Performing two searches in Solr for every search on the website would not be optimal. However, we need to identify the fields before performing the search. Another easier way to do this is to incorporate the dictionary in the product catalog index itself.
For this, we will have to create fields in our index matching the dictionary key fields. Then during indexing, we need to populate the key fields with words that match the product. Let us take an example to understand this. In our case, let us say that we are dealing with three fields in our dictionary, clothes_type
, clothes_color
, and brand
. We would create three new fields in our product index, key_clothes_type
, key_clothes_color
, and key_brand
. These fields would contain product-specific information that matches with our dictionary.
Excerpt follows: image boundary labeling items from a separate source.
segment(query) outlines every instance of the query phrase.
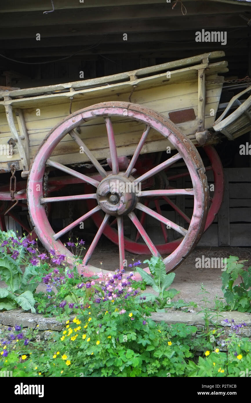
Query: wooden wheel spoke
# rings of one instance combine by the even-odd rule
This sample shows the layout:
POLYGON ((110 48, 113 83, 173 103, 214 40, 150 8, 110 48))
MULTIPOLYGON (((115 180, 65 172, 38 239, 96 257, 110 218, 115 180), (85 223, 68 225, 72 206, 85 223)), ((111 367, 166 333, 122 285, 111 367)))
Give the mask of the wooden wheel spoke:
POLYGON ((152 169, 150 169, 147 172, 146 172, 145 173, 143 174, 141 176, 135 179, 133 182, 143 182, 145 179, 148 179, 148 178, 150 178, 151 177, 153 176, 154 175, 156 175, 158 172, 163 170, 167 166, 170 166, 170 165, 172 165, 176 161, 178 161, 181 158, 182 158, 181 156, 179 153, 178 153, 172 157, 168 158, 166 161, 164 161, 164 162, 162 162, 161 164, 159 164, 157 166, 153 168, 152 169))
POLYGON ((102 224, 97 231, 97 233, 94 237, 94 239, 90 245, 90 246, 89 247, 89 249, 85 254, 85 256, 83 262, 84 266, 85 266, 89 260, 94 250, 97 246, 97 244, 99 241, 100 237, 103 233, 103 230, 106 225, 110 216, 109 214, 106 214, 105 216, 105 218, 103 220, 102 224))
MULTIPOLYGON (((148 207, 149 202, 150 201, 149 199, 146 200, 145 202, 144 203, 144 205, 146 206, 147 207, 148 207)), ((141 216, 140 218, 140 221, 139 222, 141 225, 142 226, 143 226, 144 224, 145 224, 145 215, 146 214, 145 212, 143 211, 141 216)), ((137 233, 136 234, 136 238, 135 239, 135 242, 137 242, 137 241, 139 238, 140 237, 140 234, 138 231, 137 231, 137 233)))
POLYGON ((90 185, 92 185, 95 187, 97 187, 100 184, 100 182, 95 180, 95 179, 90 178, 89 177, 87 176, 86 175, 81 174, 80 172, 77 172, 74 169, 72 169, 71 168, 69 168, 68 166, 66 166, 65 165, 60 164, 59 162, 56 162, 56 161, 52 161, 49 159, 47 160, 46 163, 48 165, 50 165, 50 166, 53 166, 54 168, 56 168, 57 169, 59 169, 60 171, 66 172, 66 173, 69 174, 70 175, 78 178, 79 179, 81 179, 83 182, 90 183, 90 185))
POLYGON ((193 189, 161 189, 160 190, 143 190, 141 193, 141 196, 150 196, 152 197, 156 196, 182 195, 194 196, 193 189))
POLYGON ((149 208, 149 207, 146 207, 145 206, 144 206, 143 204, 141 204, 141 203, 137 203, 135 207, 136 208, 137 208, 139 210, 141 210, 142 211, 144 211, 147 214, 154 217, 158 221, 164 223, 166 225, 168 225, 170 228, 178 232, 183 237, 186 235, 187 232, 187 231, 185 229, 185 228, 183 228, 182 227, 180 226, 179 225, 177 225, 175 222, 173 222, 172 221, 170 221, 169 220, 168 220, 165 217, 163 217, 161 214, 156 213, 153 210, 152 210, 151 208, 149 208))
POLYGON ((181 210, 180 208, 179 208, 178 206, 176 206, 175 203, 173 203, 173 202, 172 202, 172 200, 170 200, 170 199, 169 198, 169 197, 167 197, 166 196, 163 196, 163 198, 164 199, 164 200, 165 200, 166 202, 168 204, 170 205, 171 207, 172 207, 174 210, 175 210, 175 211, 176 211, 177 212, 178 214, 179 214, 181 216, 181 217, 182 217, 184 219, 184 220, 185 220, 187 221, 187 222, 188 223, 188 224, 190 224, 190 222, 191 222, 191 220, 190 218, 189 218, 189 217, 188 217, 186 214, 185 214, 185 213, 183 213, 183 212, 182 211, 182 210, 181 210))
MULTIPOLYGON (((160 210, 160 202, 158 200, 155 199, 154 200, 154 204, 155 204, 155 207, 156 207, 156 209, 157 210, 157 212, 158 214, 160 215, 161 215, 161 210, 160 210)), ((167 242, 167 234, 166 233, 166 228, 163 222, 160 223, 160 226, 161 226, 161 230, 162 231, 162 233, 163 234, 163 236, 165 240, 165 242, 166 243, 167 242)))
POLYGON ((53 235, 53 238, 55 240, 58 239, 58 238, 60 238, 60 237, 62 237, 62 235, 66 233, 66 232, 68 232, 68 231, 70 231, 73 229, 73 228, 75 227, 76 225, 79 224, 81 221, 84 221, 87 218, 89 218, 89 217, 91 217, 93 214, 94 214, 95 213, 97 212, 97 211, 98 211, 100 210, 100 208, 99 206, 97 206, 95 207, 94 207, 94 208, 93 208, 92 210, 90 210, 90 211, 88 211, 88 213, 86 213, 85 214, 84 214, 84 215, 82 216, 82 217, 81 217, 80 218, 78 218, 77 220, 76 220, 75 221, 73 221, 73 222, 72 222, 68 225, 67 225, 67 226, 63 228, 63 229, 61 230, 61 231, 60 231, 59 232, 57 233, 56 234, 55 234, 53 235))
POLYGON ((110 150, 112 166, 112 173, 116 175, 118 173, 118 161, 117 155, 117 149, 115 142, 115 136, 112 127, 112 120, 110 117, 105 118, 105 121, 107 131, 108 141, 110 150))
MULTIPOLYGON (((143 206, 143 205, 142 205, 143 206)), ((137 206, 137 204, 136 204, 137 206)), ((145 207, 144 206, 144 207, 145 207)), ((135 227, 140 233, 144 241, 146 243, 148 248, 152 253, 152 254, 154 256, 159 256, 160 255, 158 252, 157 249, 155 247, 154 243, 150 239, 149 237, 147 234, 146 232, 145 231, 144 228, 141 225, 140 222, 138 220, 137 217, 136 216, 136 214, 133 211, 131 211, 131 213, 129 213, 128 214, 128 216, 129 217, 130 219, 132 220, 135 227)))
POLYGON ((75 195, 73 196, 60 196, 54 197, 41 197, 40 202, 41 204, 43 204, 45 203, 86 200, 87 199, 97 199, 96 193, 91 193, 89 195, 75 195))
POLYGON ((74 130, 71 130, 69 134, 72 138, 75 140, 76 143, 79 145, 79 147, 83 148, 86 155, 89 158, 90 161, 92 162, 93 165, 97 169, 98 172, 99 172, 102 178, 105 178, 107 176, 107 173, 100 165, 97 160, 95 158, 92 153, 90 151, 88 147, 85 145, 83 141, 81 139, 80 137, 76 133, 74 130))
POLYGON ((119 249, 119 268, 122 270, 124 268, 124 223, 123 216, 117 217, 118 232, 118 248, 119 249))
POLYGON ((128 168, 127 169, 125 173, 124 174, 124 176, 126 177, 127 178, 128 178, 128 177, 130 176, 130 175, 131 173, 133 168, 134 166, 134 165, 135 165, 135 163, 136 161, 138 159, 139 156, 140 154, 140 152, 141 151, 142 149, 142 147, 143 147, 143 145, 145 143, 145 141, 146 138, 147 137, 147 135, 148 135, 149 132, 150 131, 150 129, 151 127, 150 127, 150 126, 147 126, 146 129, 144 131, 143 134, 142 134, 141 139, 139 140, 139 144, 137 145, 136 149, 135 151, 134 152, 134 154, 133 156, 132 159, 131 160, 131 162, 129 164, 128 168))

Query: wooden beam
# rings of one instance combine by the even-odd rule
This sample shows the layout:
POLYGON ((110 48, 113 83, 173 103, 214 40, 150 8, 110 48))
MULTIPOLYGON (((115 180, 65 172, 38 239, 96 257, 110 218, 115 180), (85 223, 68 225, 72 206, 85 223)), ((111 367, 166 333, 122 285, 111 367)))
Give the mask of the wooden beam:
MULTIPOLYGON (((75 24, 73 23, 67 26, 67 27, 62 25, 52 25, 44 27, 41 25, 36 27, 25 27, 20 30, 16 27, 11 29, 2 30, 0 33, 0 39, 15 39, 17 37, 28 38, 33 38, 34 44, 36 40, 36 35, 37 33, 40 34, 41 41, 45 38, 49 37, 76 37, 79 35, 103 35, 104 36, 108 34, 117 34, 121 36, 121 43, 123 42, 123 34, 127 34, 127 42, 129 42, 130 34, 131 33, 140 33, 141 32, 170 32, 170 31, 180 31, 180 27, 182 27, 183 31, 191 31, 191 27, 194 27, 195 33, 198 30, 204 29, 210 31, 218 30, 222 31, 231 27, 233 29, 235 28, 245 28, 246 22, 239 15, 230 14, 225 16, 216 15, 213 18, 209 19, 206 16, 202 16, 199 19, 196 17, 191 17, 189 19, 184 18, 184 17, 176 17, 175 18, 168 17, 163 19, 158 20, 158 23, 155 20, 147 20, 138 22, 133 21, 129 22, 127 21, 120 22, 95 23, 93 23, 75 24), (220 27, 220 28, 219 28, 220 27)), ((163 39, 165 39, 163 35, 163 39)), ((170 35, 167 41, 170 40, 170 35)), ((175 36, 172 38, 175 41, 175 36)))
MULTIPOLYGON (((183 0, 187 2, 187 0, 183 0)), ((199 0, 195 0, 199 1, 199 0)), ((223 2, 236 6, 249 6, 250 0, 210 0, 210 2, 217 1, 217 3, 223 2)), ((160 0, 116 0, 116 5, 126 6, 129 5, 141 4, 145 6, 146 4, 157 4, 162 3, 160 0)), ((171 3, 168 3, 171 6, 171 3)), ((54 0, 55 7, 54 12, 58 10, 79 8, 88 8, 89 7, 100 7, 106 6, 114 6, 114 0, 91 0, 89 2, 85 2, 80 3, 78 1, 72 2, 69 0, 54 0)), ((0 12, 15 12, 29 11, 44 11, 51 9, 51 4, 49 0, 39 0, 35 2, 34 0, 25 0, 25 2, 21 2, 20 0, 1 0, 0 12)), ((242 8, 241 9, 242 10, 242 8)))
MULTIPOLYGON (((43 15, 40 11, 25 12, 6 13, 2 15, 1 25, 2 28, 24 27, 44 27, 49 25, 64 25, 75 24, 94 22, 112 22, 116 21, 130 21, 141 20, 151 20, 165 17, 182 17, 180 7, 173 9, 170 3, 141 5, 133 4, 120 7, 102 7, 86 8, 81 7, 79 3, 78 9, 58 10, 54 13, 43 15)), ((188 16, 208 15, 209 16, 228 14, 238 14, 239 8, 233 4, 226 5, 220 3, 210 3, 208 1, 188 1, 186 3, 187 18, 188 16)), ((242 12, 249 12, 248 6, 241 9, 242 12)))

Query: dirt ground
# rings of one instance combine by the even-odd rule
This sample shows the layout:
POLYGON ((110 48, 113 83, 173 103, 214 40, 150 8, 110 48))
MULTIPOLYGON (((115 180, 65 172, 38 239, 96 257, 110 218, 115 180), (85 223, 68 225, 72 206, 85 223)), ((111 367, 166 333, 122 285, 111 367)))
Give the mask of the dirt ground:
MULTIPOLYGON (((219 298, 223 297, 221 290, 222 281, 220 278, 222 275, 221 269, 219 268, 201 268, 195 267, 195 259, 201 258, 204 256, 205 258, 228 258, 230 255, 237 256, 239 260, 248 260, 249 262, 246 262, 245 265, 248 267, 251 264, 251 248, 242 247, 197 247, 186 259, 184 262, 178 267, 175 271, 175 277, 172 283, 172 288, 175 288, 180 291, 180 293, 174 299, 178 300, 183 299, 185 302, 193 301, 197 303, 198 307, 195 311, 200 310, 201 306, 201 303, 202 296, 199 295, 201 292, 200 287, 201 283, 203 283, 206 291, 210 293, 207 295, 210 301, 209 307, 214 307, 215 306, 214 299, 216 295, 219 298)), ((133 264, 140 260, 143 262, 146 259, 150 259, 150 255, 134 255, 129 252, 126 252, 125 258, 127 260, 127 264, 133 264)), ((96 249, 93 254, 89 263, 96 267, 102 267, 102 269, 108 270, 114 270, 118 267, 119 257, 118 247, 110 243, 110 241, 102 243, 102 247, 96 249), (102 265, 100 262, 102 262, 102 265)), ((146 265, 142 264, 141 267, 145 267, 146 265)), ((129 270, 130 270, 128 268, 129 270)), ((3 281, 0 281, 0 287, 6 287, 3 281)), ((44 284, 39 285, 37 289, 37 291, 44 290, 44 284)), ((148 292, 152 292, 152 290, 147 290, 148 292)))
MULTIPOLYGON (((214 307, 214 299, 216 294, 219 298, 223 296, 221 290, 222 280, 220 278, 222 272, 219 268, 201 268, 195 267, 195 259, 201 258, 228 258, 230 255, 237 256, 239 260, 249 260, 249 262, 245 262, 246 266, 251 264, 251 248, 244 247, 197 247, 186 259, 185 262, 178 267, 175 271, 175 277, 172 285, 172 288, 175 288, 180 292, 174 299, 175 300, 182 299, 186 302, 191 301, 195 302, 199 310, 201 306, 201 301, 202 298, 201 295, 198 295, 201 292, 200 287, 201 283, 210 294, 207 295, 210 301, 209 306, 214 307)), ((127 260, 128 264, 133 263, 140 259, 143 262, 145 259, 150 259, 150 256, 133 255, 126 252, 125 258, 127 260)), ((114 245, 97 250, 92 256, 90 262, 93 266, 100 267, 100 262, 102 261, 102 268, 105 270, 113 270, 118 267, 118 256, 117 247, 114 245)), ((145 265, 141 265, 144 267, 145 265)), ((152 290, 147 290, 147 291, 152 290)))

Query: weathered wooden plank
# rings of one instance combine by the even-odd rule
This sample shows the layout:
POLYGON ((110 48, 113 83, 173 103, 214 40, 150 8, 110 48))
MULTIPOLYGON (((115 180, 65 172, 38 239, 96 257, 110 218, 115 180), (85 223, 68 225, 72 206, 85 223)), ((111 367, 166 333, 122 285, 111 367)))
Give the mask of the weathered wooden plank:
POLYGON ((229 185, 230 199, 251 199, 251 183, 231 183, 229 185))
POLYGON ((221 208, 218 213, 218 242, 219 246, 230 245, 229 187, 227 172, 224 171, 225 189, 221 208))
POLYGON ((230 246, 251 246, 251 224, 230 224, 230 246))

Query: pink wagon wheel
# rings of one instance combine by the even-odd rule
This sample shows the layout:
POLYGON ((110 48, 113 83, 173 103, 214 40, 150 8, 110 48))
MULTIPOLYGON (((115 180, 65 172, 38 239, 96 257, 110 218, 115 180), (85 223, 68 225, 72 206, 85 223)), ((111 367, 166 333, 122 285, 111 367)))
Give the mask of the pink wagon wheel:
POLYGON ((206 220, 209 203, 208 187, 205 168, 198 152, 193 143, 172 122, 164 116, 140 105, 124 102, 104 102, 93 105, 75 112, 55 126, 45 139, 34 158, 28 178, 27 194, 31 218, 36 233, 42 243, 48 250, 54 249, 58 253, 64 254, 69 257, 72 256, 71 253, 60 240, 60 237, 95 213, 102 212, 103 219, 93 241, 89 247, 87 247, 87 252, 83 260, 85 272, 93 272, 95 270, 96 271, 100 270, 98 268, 93 268, 88 262, 102 234, 105 233, 106 229, 109 228, 107 224, 111 216, 116 218, 118 223, 119 249, 119 266, 118 262, 118 267, 120 268, 123 267, 125 241, 131 242, 130 240, 127 241, 124 235, 123 223, 125 216, 129 218, 140 232, 147 245, 149 254, 155 256, 160 256, 149 235, 137 218, 135 213, 137 210, 151 215, 158 221, 174 230, 184 237, 174 252, 163 260, 167 272, 174 270, 189 254, 202 235, 206 220), (103 121, 104 128, 108 137, 109 156, 112 165, 112 172, 107 172, 104 170, 76 131, 73 131, 75 128, 80 125, 83 129, 86 122, 89 122, 95 119, 98 119, 100 124, 102 118, 104 118, 103 121), (118 120, 118 118, 120 118, 120 120, 121 119, 129 119, 130 122, 133 121, 137 125, 143 123, 145 125, 140 140, 135 146, 133 157, 127 169, 120 171, 116 136, 112 121, 114 118, 118 120), (164 138, 168 139, 177 150, 177 152, 154 168, 137 177, 137 172, 135 172, 133 167, 141 152, 145 145, 149 132, 152 130, 154 130, 155 132, 157 132, 159 136, 161 135, 164 138), (54 161, 50 158, 57 145, 68 133, 79 146, 83 148, 89 160, 91 162, 97 171, 96 176, 93 174, 88 176, 80 173, 54 161), (194 199, 193 213, 187 229, 177 225, 142 204, 140 202, 140 197, 136 192, 131 190, 133 185, 136 188, 136 184, 143 182, 182 159, 190 173, 192 188, 143 190, 141 192, 140 197, 151 197, 156 194, 167 197, 174 194, 192 196, 194 199), (46 167, 48 166, 66 172, 83 181, 83 193, 64 197, 43 197, 44 173, 46 167), (114 188, 111 190, 111 181, 114 183, 117 181, 120 183, 124 184, 124 191, 122 191, 120 189, 118 191, 118 189, 113 191, 114 188), (85 183, 91 185, 95 191, 93 193, 86 194, 84 191, 85 183), (129 183, 132 185, 127 191, 129 187, 127 186, 127 184, 129 183), (96 201, 96 206, 55 233, 46 217, 45 203, 88 199, 96 201))
MULTIPOLYGON (((224 195, 224 174, 223 168, 220 157, 214 147, 211 145, 205 146, 203 147, 203 150, 209 162, 209 164, 207 165, 205 167, 205 170, 206 172, 209 172, 210 174, 212 173, 212 177, 211 177, 211 181, 212 181, 212 184, 214 185, 214 191, 211 193, 212 197, 209 198, 209 209, 204 229, 205 232, 214 221, 215 216, 220 208, 224 195)), ((179 161, 178 162, 178 163, 179 161)), ((175 169, 175 164, 174 163, 170 166, 170 168, 175 169)), ((164 178, 163 181, 166 180, 166 181, 168 185, 166 186, 166 188, 167 189, 171 189, 170 187, 168 186, 168 184, 170 182, 180 179, 184 179, 184 180, 188 179, 189 180, 190 176, 190 174, 188 170, 187 170, 187 172, 176 174, 174 175, 172 174, 171 170, 169 170, 168 168, 165 171, 165 176, 164 175, 163 176, 164 178)), ((161 173, 161 172, 160 173, 161 173)), ((159 178, 157 178, 157 179, 159 182, 159 178)), ((160 178, 160 180, 161 180, 161 178, 160 178)), ((174 188, 173 188, 173 189, 174 190, 174 188)), ((185 197, 185 195, 183 195, 183 197, 185 197)), ((158 197, 155 196, 152 198, 145 197, 144 200, 142 201, 141 202, 146 207, 147 207, 151 198, 152 200, 152 204, 153 204, 154 203, 155 205, 154 206, 154 210, 156 210, 158 214, 162 214, 161 209, 163 205, 162 206, 160 203, 162 201, 165 201, 166 203, 164 205, 164 207, 165 207, 167 205, 169 205, 173 211, 176 212, 177 215, 179 215, 184 219, 183 221, 185 223, 190 224, 191 221, 191 217, 188 216, 185 214, 184 211, 181 210, 180 207, 175 204, 175 200, 174 201, 173 199, 170 199, 167 195, 161 195, 158 197)), ((89 199, 87 202, 90 209, 93 208, 95 207, 95 202, 93 200, 89 199)), ((140 222, 145 229, 146 229, 145 221, 147 218, 145 212, 142 211, 140 222)), ((100 212, 98 212, 92 216, 92 218, 96 225, 99 227, 104 219, 104 217, 102 216, 102 214, 100 212)), ((115 221, 116 219, 115 220, 111 220, 111 222, 110 224, 108 223, 104 229, 104 233, 113 242, 118 245, 118 231, 114 228, 114 226, 116 225, 115 221)), ((183 237, 179 236, 178 239, 170 241, 168 239, 168 233, 166 227, 164 225, 163 223, 160 222, 159 226, 160 229, 162 234, 162 242, 161 243, 158 243, 158 244, 156 243, 155 246, 158 251, 161 254, 171 253, 176 249, 182 241, 183 237)), ((139 242, 140 236, 139 232, 137 231, 133 238, 131 237, 130 239, 125 237, 124 247, 126 250, 135 254, 147 254, 148 253, 149 249, 147 245, 145 243, 139 242)))

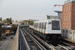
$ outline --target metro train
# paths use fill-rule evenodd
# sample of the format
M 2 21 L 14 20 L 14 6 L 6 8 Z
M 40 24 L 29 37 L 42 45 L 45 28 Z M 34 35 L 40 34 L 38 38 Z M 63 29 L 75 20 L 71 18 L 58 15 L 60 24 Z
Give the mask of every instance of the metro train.
M 46 42 L 57 44 L 61 40 L 61 22 L 59 19 L 34 21 L 34 25 L 29 27 L 33 29 L 34 34 Z

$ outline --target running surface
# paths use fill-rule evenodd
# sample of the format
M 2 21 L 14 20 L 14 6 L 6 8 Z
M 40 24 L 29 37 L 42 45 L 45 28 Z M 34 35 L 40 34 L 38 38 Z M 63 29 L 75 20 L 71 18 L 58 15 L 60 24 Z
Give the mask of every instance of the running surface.
M 11 50 L 12 43 L 14 39 L 10 39 L 10 37 L 0 46 L 0 50 Z

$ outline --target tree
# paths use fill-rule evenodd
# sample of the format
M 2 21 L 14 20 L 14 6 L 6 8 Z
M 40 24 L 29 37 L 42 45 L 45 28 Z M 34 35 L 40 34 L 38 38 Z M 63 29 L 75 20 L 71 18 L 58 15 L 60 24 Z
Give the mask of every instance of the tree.
M 3 22 L 12 24 L 12 18 L 6 18 Z
M 16 30 L 17 30 L 17 26 L 16 26 L 16 25 L 12 25 L 12 27 L 11 27 L 11 31 L 16 32 Z
M 0 39 L 1 39 L 1 33 L 2 33 L 2 25 L 0 24 Z
M 30 20 L 24 20 L 23 22 L 28 22 L 29 25 L 33 25 L 34 21 L 30 21 Z
M 2 21 L 2 17 L 0 17 L 0 21 Z
M 7 20 L 3 20 L 3 23 L 9 23 Z

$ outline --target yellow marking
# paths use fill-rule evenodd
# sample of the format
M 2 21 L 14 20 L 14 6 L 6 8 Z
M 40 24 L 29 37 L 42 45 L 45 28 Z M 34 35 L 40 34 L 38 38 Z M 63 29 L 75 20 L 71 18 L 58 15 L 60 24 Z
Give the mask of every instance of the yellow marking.
M 31 27 L 30 27 L 31 28 Z M 33 28 L 32 28 L 33 29 Z M 35 29 L 34 29 L 35 30 Z M 35 31 L 38 31 L 38 30 L 35 30 Z M 40 33 L 43 33 L 43 32 L 41 32 L 41 31 L 38 31 L 38 32 L 40 32 Z

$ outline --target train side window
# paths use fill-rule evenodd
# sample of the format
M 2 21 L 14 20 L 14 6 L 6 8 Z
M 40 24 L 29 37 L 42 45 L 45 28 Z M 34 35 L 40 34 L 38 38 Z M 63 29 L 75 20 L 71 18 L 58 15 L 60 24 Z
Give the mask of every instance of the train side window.
M 49 24 L 51 24 L 51 22 L 49 22 Z
M 45 22 L 45 28 L 44 29 L 46 29 L 46 22 Z

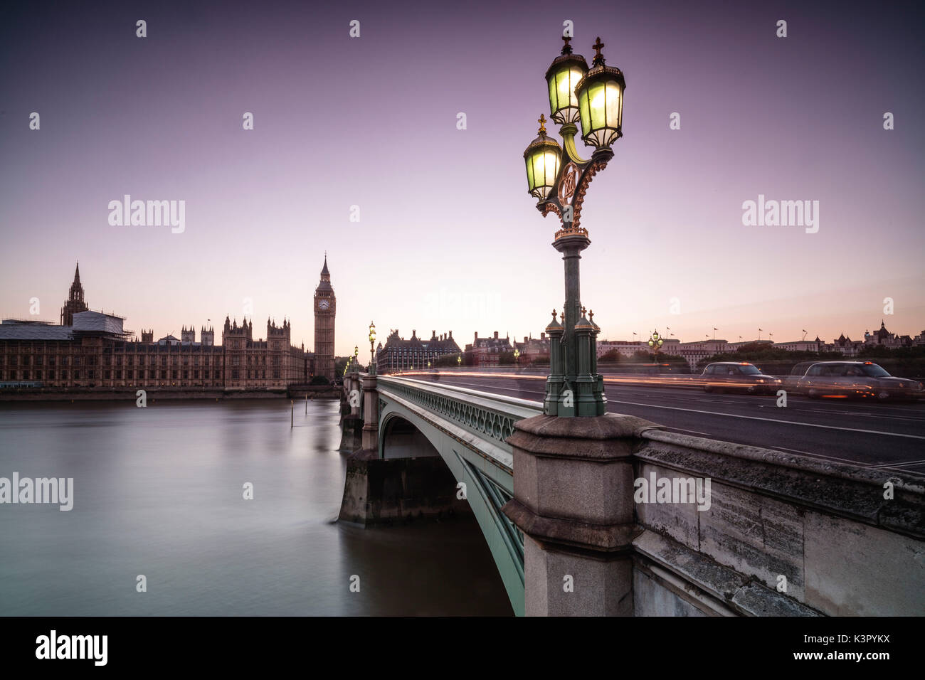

For the product, wrangler jeans
, the information in these fields would be:
key_clothes_type : jeans key_clothes_color : blue key_brand : wrangler
For the next product, skinny fit black jeans
, the information would be:
key_clothes_type : jeans key_clothes_color : black key_brand :
Here key_brand
would be empty as we do not identify blue jeans
as a brand in our dictionary.
Now the search would contain higher boosts to these fields to give more importance to the dictionary. A sample query would be:
q=blue%20jeans&qf=text%20cat^2%20name^2%20brand^2%20clothes_type^2%20clothes_color^2%20clothes_occassion^2&key_clothes_type^4&key_clothes_color^4&key_brand^4&pf=text%20cat^3%20name^3%20brand^3%20clothes_type^3%20clothes_color^3%20clothes_occassion^3&key_clothes_type^5&key_clothes_color^5&key_brand^5&fl=name,brand,clothes_type,clothes_color,score
This will give us results that would be comparable to the somewhat clean implementation we described earlier and would be much faster as we are doing a single search instead of two searches. The only problem over here is with the creation of an index where we will have to figure out which words to populate our product dictionary fields with, as it will be an intersection between the field values of the product and the dictionary values for that field.